These days’ home loans are the best way out for buying a dream home. But many of the loan borrowers have a fear that, will their family be able to bear the burden of EMI if something unexpected happens? Well, if you are thinking along these lines, you are probably worrying too much. In today’s financial world, banks have solution for everything and so in such cases, a Home loan protection plan (HLPP) offers the best solution to all your problems.
What is HLPP?
A home loan protection plan (HLPP) is a plan which covers the outstanding home loan amount with the bank/lender if the borrower faces any critical illness or something unexpected happens to him/her. In short, it can be said that it saves loan borrowers from the risk of becoming a defaulter.
If you take a HLPP, then in such cases, the bank recovers the remaining outstanding amount from the insurance company and does not trouble the borrower family members. However it is not mandatory to buy an HLPP while availing a home loan, the borrower has the power for its acception or rejection.
On the other hand, if a person is interested in HLPP, there are two options available. One option is to pay the premium as a lump-sum amount in one single payment. The other is to include the HLPP Equated Monthly Installment (EMI) clubbed with the home loan installment.
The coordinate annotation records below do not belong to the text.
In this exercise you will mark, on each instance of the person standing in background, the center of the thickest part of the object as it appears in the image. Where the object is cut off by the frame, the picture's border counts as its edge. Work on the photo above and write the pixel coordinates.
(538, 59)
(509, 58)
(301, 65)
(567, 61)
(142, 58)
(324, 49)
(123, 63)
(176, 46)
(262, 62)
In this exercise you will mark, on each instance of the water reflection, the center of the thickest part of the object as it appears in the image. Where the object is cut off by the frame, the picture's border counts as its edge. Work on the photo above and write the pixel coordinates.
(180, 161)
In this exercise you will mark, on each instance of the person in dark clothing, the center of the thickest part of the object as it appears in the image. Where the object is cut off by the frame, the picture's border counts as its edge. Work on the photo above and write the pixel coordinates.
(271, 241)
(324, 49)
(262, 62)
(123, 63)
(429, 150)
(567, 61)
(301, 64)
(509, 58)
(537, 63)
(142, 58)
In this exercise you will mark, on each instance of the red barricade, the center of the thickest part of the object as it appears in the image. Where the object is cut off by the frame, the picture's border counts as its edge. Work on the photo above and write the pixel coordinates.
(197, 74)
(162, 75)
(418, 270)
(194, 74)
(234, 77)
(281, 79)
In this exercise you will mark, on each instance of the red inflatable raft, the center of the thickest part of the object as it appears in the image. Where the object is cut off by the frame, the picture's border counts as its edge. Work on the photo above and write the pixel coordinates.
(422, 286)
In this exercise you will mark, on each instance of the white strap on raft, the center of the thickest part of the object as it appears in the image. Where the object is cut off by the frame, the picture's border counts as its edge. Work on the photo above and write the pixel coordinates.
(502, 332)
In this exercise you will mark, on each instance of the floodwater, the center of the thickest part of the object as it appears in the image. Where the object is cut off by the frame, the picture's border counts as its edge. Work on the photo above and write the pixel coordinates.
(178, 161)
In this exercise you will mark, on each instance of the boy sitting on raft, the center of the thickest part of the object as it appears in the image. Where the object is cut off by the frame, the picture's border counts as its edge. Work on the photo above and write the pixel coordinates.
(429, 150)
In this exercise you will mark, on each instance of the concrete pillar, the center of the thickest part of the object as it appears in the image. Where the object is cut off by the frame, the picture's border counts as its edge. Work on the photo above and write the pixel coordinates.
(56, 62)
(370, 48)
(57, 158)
Being a pure Term Plan, there is no Maturity Benefit in this plan. However, in case of unfortunate death of the loan borrower within the Policy Tenure, the corresponding Sum Assured is paid as Death Benefit to cover the outstanding Home Loan amount.
Types of HLPP
Depending on the type of cover, three types of home loan protection plan are available in the market:
- Fixed cover plans: In this, the cover remains fixed for the entire period.
- Reducing cover plans: Under this plan, the cover reduces along as your liability falls i.e the life cover goes down just like loan’s outstanding principal amount.
- Hybrid Plans: The cover remains fixed for a certain period and then start falling for the remaining period.
According to most of the experts, the reducing cover plan is the best among all three.
Benefits of HLPP
- In case of unfortunate death, the family members don’t have to bear the payment of EMIs. The entire amount due is taken care by the insurance companies who pay it to banks.
- The borrower gets tax benefits under section 80 C of the income tax act.
- A single life cover includes all the borrowers in a joint loan. No need to purchase separate HLPP for the specific borrower.
- Apart from sudden death, critical illness and other disability are also covered under this plan. Diseases covered under HLPP include Cancer, Kidney failure (end-stage renal failure), Primary pulmonary arterial hypertension, Multiple sclerosis, Major organ transplant, Coronary artery bypass graft, Heart valve surgery, Stroke, Myocardial infarction (first heart attack), Coma, Total blindness, and Paralysis. However, this coverage may differ from banks to banks.
Things to remember before applying for HLPP
- In case a person is diagnosed with a critical illness, they have to immediately inform the bank about it. Any failure to do so may result in the bank refusing to accept your request.
- In case the details provided in the papers are found to be wrong at the time of the claim, the request for a cover will be rejected. Check all the details twice because, even if the mistake is made on the part of the bank, the borrower has to bear all the cost.
If a person is already suffering from an illness and hide it with the bank at the time of applying for the policy, then claim for protection will be rejected.